Crabill v. Marsh, 38 Ohio State, 331, was likewise an action at law for damáges for breach of contract. The court, at page 338, differentiates the case from an equitable proceeding to enforce specific performance and follows Howard v. Brower, supra.
King v. Bordner, 65 Ohio State, 86, was also an action at law in' which reliance was placed on a letter as a memorandum sufficient to satisfy the requirements of the statute of frauds. The court finds that the letter was inadequate to accomplish the desired result and then remarks (103-4) that “the doctrine of part performance is enforced only in equity and can not avail to render a contract which is void by the statute because unwritten or unsigned capable of being directly sued on in a court of law.” (Italics ours).
Defendant also cites the case of Hopple v. Hopple, 3 C. C., 102, which was carried to the Supreme Court, but was there dismissed for want of preparation. It is sufficient to say by way of comment upon that case that the court itself says (page 105) that there is no claim that anything was ever done which would avoid the plea of the statute of frauds.
Having therefore concluded that plaintiff has abundantly proved the existanee of the contract on which she relies, and that the contract is enforceable in a court of equity, we revert to the question as to the propriety of filing the amended answer which was presented by counsel for defendant on the day of trial.
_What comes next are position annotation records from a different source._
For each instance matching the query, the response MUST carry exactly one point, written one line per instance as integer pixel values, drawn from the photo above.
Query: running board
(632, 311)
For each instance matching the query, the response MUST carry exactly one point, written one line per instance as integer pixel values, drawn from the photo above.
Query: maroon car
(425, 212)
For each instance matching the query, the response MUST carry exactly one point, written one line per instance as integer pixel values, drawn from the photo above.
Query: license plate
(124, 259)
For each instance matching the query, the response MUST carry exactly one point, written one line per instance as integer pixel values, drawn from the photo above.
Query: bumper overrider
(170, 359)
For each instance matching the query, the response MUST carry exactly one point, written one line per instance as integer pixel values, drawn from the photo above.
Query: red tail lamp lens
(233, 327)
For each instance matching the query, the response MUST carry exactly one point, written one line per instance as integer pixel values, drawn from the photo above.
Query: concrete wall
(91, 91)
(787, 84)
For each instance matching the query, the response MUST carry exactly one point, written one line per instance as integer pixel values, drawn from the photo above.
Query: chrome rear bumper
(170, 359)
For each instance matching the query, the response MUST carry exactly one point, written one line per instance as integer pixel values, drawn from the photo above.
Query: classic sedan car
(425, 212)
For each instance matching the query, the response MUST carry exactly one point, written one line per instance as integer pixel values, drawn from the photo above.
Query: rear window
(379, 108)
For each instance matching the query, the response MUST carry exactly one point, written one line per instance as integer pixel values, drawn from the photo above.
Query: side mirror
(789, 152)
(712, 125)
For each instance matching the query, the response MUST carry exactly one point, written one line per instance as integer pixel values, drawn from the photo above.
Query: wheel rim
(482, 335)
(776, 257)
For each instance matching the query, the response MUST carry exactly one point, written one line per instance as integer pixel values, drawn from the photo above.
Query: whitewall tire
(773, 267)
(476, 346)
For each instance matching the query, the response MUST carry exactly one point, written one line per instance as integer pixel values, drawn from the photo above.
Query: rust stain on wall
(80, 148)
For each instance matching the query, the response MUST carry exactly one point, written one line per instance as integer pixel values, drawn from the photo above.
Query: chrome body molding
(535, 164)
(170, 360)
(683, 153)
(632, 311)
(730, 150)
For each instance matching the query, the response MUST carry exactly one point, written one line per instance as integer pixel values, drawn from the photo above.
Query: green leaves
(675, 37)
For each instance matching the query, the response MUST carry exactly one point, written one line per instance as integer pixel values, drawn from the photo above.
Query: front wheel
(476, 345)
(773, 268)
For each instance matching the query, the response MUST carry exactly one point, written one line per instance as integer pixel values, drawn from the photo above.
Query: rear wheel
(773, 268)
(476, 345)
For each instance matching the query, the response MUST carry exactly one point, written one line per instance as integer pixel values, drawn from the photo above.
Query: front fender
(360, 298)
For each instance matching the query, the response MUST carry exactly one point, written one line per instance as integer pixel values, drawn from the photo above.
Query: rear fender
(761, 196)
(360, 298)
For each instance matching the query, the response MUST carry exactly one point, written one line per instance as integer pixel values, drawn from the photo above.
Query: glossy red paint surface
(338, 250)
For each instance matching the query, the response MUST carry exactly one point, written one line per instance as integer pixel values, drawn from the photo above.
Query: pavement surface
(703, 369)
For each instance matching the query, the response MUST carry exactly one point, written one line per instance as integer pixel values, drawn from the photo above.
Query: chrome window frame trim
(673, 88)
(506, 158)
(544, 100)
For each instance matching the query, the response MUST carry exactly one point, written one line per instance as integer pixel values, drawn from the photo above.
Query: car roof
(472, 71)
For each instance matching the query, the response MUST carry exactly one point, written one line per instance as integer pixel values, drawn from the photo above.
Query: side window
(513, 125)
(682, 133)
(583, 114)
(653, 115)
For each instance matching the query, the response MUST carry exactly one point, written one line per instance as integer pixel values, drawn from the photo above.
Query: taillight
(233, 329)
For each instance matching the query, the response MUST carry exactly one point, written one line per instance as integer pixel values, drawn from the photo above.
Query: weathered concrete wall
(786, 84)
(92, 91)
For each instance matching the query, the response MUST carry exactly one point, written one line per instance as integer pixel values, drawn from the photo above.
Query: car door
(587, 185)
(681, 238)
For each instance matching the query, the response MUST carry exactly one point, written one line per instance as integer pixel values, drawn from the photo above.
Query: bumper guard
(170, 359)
Plaintiff in this case originally filed her claim with the administrator, and the claim was disallowed by him. She thereupon filed an action at law to enforce the allowance of her claim on September 19, 1907 (Case No. 53489). To this petition a demurrer was filed, raising many of the points which are presented for our consideration in this ease. This demurrer was overruled, and an answer was then filed in which the statute of *464frauds was affirmatively pleaded. To this answer a demurrer was filed by plaintiff, and this demurrer was subsequently overruled by Honorable Harry M. Iioffheimer, then a judge of this court, upon the ground that the case should properly have been filed as an equitable proceeding and not as a suit at law. The plaintiff did not see fit to plead further, and on January 9, 1911, an entry was made granting judgment to the defendant. This case is now pending in the Court of Appeals, but it is practically agreed by the parties that the action is equitable and that this case will supersede the other.
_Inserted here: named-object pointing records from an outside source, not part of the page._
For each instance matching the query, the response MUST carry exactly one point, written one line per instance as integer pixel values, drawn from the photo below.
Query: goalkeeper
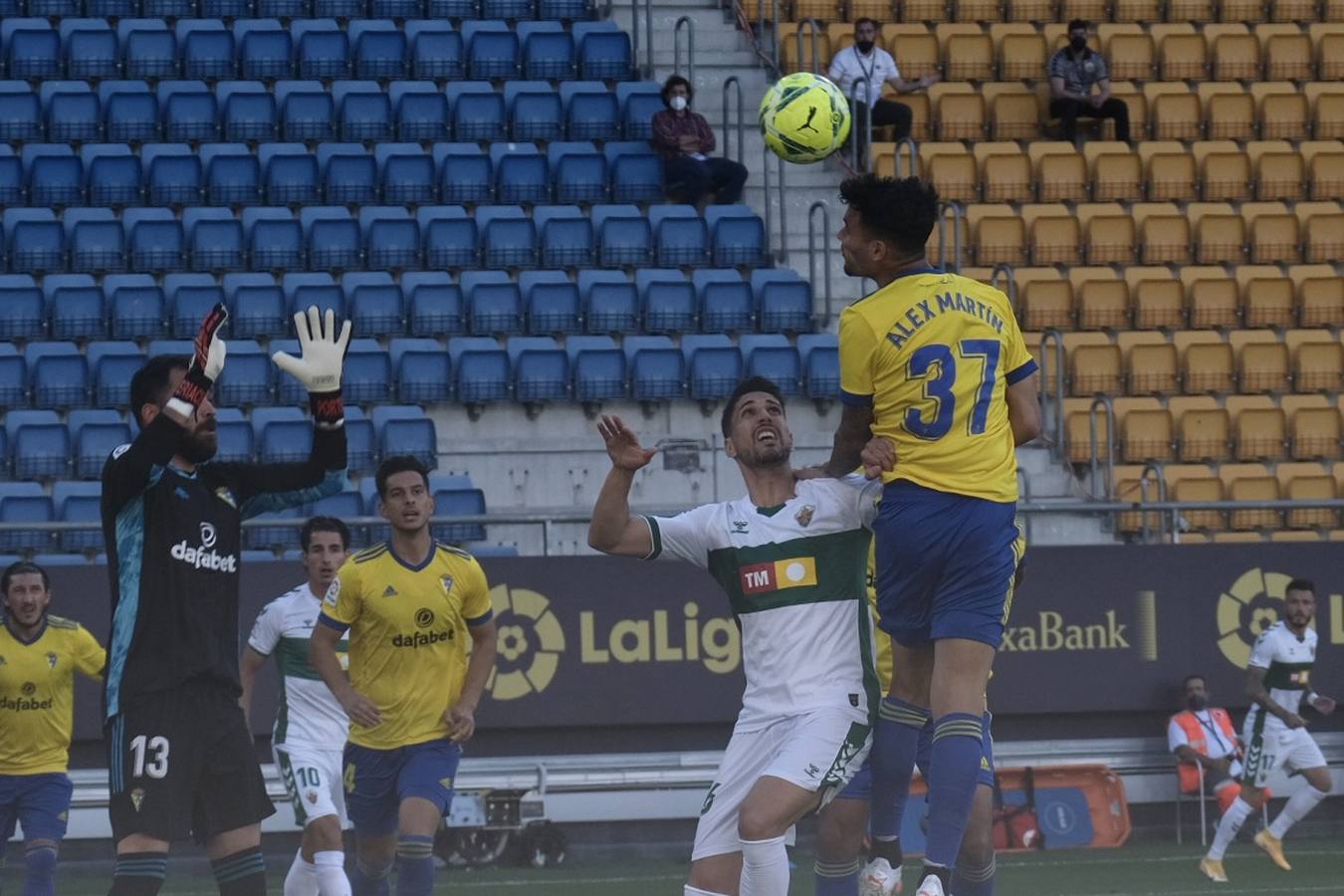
(179, 753)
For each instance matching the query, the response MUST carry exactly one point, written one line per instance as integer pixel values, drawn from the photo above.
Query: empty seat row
(310, 111)
(289, 173)
(264, 49)
(97, 241)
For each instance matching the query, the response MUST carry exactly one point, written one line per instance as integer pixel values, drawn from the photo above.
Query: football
(803, 118)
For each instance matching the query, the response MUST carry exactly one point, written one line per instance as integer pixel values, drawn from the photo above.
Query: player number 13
(936, 364)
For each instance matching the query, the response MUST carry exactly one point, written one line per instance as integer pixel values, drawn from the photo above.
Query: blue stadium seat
(173, 175)
(622, 235)
(598, 368)
(494, 301)
(784, 300)
(148, 49)
(72, 111)
(541, 369)
(548, 50)
(379, 49)
(534, 111)
(465, 173)
(477, 111)
(333, 238)
(406, 430)
(348, 173)
(391, 238)
(521, 173)
(20, 113)
(275, 239)
(603, 51)
(257, 305)
(772, 356)
(481, 369)
(726, 301)
(233, 175)
(737, 237)
(679, 235)
(248, 111)
(215, 239)
(610, 301)
(375, 304)
(578, 172)
(406, 173)
(566, 235)
(22, 308)
(640, 101)
(363, 111)
(820, 354)
(112, 175)
(714, 364)
(422, 369)
(434, 304)
(419, 111)
(668, 299)
(436, 51)
(307, 111)
(492, 50)
(657, 369)
(54, 175)
(207, 49)
(552, 301)
(590, 111)
(112, 365)
(450, 237)
(91, 49)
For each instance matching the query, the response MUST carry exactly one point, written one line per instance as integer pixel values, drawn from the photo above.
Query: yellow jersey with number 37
(933, 354)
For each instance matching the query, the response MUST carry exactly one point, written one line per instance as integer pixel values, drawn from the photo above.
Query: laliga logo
(530, 644)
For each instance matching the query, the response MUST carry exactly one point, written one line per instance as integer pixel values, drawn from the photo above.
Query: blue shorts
(38, 802)
(376, 782)
(945, 564)
(860, 786)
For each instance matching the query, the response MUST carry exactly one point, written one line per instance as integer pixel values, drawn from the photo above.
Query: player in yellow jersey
(39, 657)
(936, 364)
(421, 648)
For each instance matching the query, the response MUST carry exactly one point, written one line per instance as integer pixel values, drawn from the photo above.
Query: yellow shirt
(409, 639)
(933, 354)
(38, 695)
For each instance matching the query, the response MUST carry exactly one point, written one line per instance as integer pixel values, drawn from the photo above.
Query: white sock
(1228, 827)
(302, 879)
(765, 868)
(1298, 804)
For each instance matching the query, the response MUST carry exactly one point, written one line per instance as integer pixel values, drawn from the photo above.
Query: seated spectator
(864, 61)
(684, 140)
(1074, 70)
(1206, 738)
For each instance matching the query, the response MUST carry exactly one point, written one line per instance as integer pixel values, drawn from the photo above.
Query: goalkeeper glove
(319, 368)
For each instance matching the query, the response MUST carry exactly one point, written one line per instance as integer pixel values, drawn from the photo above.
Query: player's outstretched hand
(622, 445)
(878, 457)
(461, 723)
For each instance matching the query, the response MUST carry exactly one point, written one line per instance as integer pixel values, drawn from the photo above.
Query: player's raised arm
(613, 530)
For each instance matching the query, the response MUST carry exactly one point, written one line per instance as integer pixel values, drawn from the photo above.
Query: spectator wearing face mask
(1074, 72)
(684, 140)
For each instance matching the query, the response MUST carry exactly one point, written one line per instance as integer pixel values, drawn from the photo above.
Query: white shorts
(817, 751)
(1273, 749)
(314, 781)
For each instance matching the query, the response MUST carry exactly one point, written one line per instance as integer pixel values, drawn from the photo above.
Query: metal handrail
(825, 257)
(734, 82)
(690, 47)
The petition in the case at bar was filed January 3, 1911, and it was not until the day of trial, to-wit, May 5, 1913, nearly two and one-half years after the filing of the petition, that an attempt was made to have Catherine Deeken (Lander) made a party defendant. In the first place, we can not conceive that this application was made within a reasonable time, and the effect of allowing the filing of such an answer would, in our opinion, be to deprive the plaintiff of substantial justice by preventing Mrs. Lander from testifying. In addition thereto Mrs. Lander never presented her claim to the administrator, and has indicated no intention to press any claim; and as nearly eight years have elapsed since the death of John Shafer her claim is undoubtedly barred.
We therefore can not see that her participation' in the case as a party thereto is necessary, or that justice would be subserved by forcing her to litigate if she does not desire to do so.
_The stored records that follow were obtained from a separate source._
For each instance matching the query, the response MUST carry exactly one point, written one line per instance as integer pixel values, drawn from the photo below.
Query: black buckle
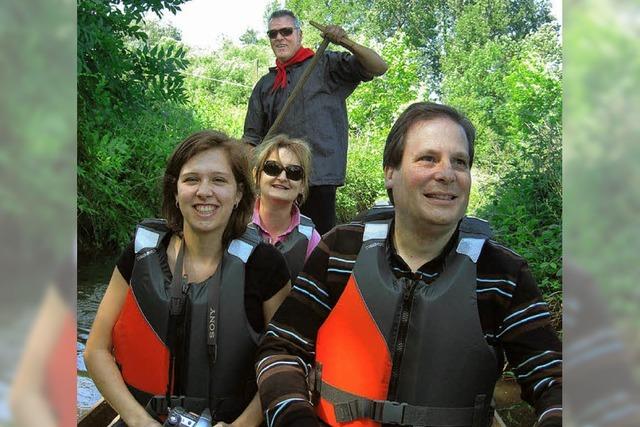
(393, 412)
(346, 411)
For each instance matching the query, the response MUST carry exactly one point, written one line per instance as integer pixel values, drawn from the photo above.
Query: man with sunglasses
(319, 113)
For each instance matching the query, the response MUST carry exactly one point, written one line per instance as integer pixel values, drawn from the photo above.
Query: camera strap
(175, 330)
(213, 315)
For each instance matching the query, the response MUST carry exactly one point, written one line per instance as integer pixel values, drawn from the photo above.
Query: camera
(180, 417)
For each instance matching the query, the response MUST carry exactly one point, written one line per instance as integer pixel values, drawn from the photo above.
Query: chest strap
(349, 407)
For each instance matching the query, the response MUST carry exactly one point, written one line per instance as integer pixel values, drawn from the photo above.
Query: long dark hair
(238, 158)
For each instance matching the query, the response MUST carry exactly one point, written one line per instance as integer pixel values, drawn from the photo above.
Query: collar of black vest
(436, 265)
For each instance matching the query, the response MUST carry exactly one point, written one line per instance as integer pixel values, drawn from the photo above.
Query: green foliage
(130, 86)
(511, 90)
(111, 68)
(119, 180)
(219, 85)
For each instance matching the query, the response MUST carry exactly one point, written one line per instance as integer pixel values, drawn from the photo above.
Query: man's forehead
(281, 22)
(432, 131)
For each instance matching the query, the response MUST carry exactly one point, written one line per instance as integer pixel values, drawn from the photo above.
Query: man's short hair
(282, 13)
(421, 111)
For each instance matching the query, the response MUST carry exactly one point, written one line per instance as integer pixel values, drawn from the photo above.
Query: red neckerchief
(281, 76)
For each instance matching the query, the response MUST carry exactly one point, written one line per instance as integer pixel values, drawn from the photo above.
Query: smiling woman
(281, 171)
(160, 330)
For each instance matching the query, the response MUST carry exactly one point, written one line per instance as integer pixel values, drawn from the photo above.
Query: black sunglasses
(293, 172)
(284, 32)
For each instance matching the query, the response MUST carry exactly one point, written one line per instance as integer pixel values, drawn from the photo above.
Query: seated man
(408, 319)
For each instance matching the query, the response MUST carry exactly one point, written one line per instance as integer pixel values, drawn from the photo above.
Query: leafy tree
(130, 85)
(110, 73)
(249, 37)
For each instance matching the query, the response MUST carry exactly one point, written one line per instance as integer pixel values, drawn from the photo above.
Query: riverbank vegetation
(140, 91)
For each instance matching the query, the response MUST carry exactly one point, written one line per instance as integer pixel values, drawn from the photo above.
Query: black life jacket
(399, 351)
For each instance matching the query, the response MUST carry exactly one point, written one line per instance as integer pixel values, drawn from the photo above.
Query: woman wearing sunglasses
(190, 296)
(282, 182)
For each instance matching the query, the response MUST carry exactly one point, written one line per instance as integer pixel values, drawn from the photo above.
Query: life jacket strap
(160, 406)
(349, 407)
The application for leave to file the amended answer is therefore denied.
It is our opinion, then, that a decree should be drawn declaring Pauline Borgmann to be a trustee for plaintiff of one-third of the property described in the petition, and that she be required to execute and deliver to plaintiff a deed of general warranty conveying to said plaintiff an undivided one-third of said property, and that she be compelled to account to plaintiff for one-third of the rents received from said property since the death of said John Shafer.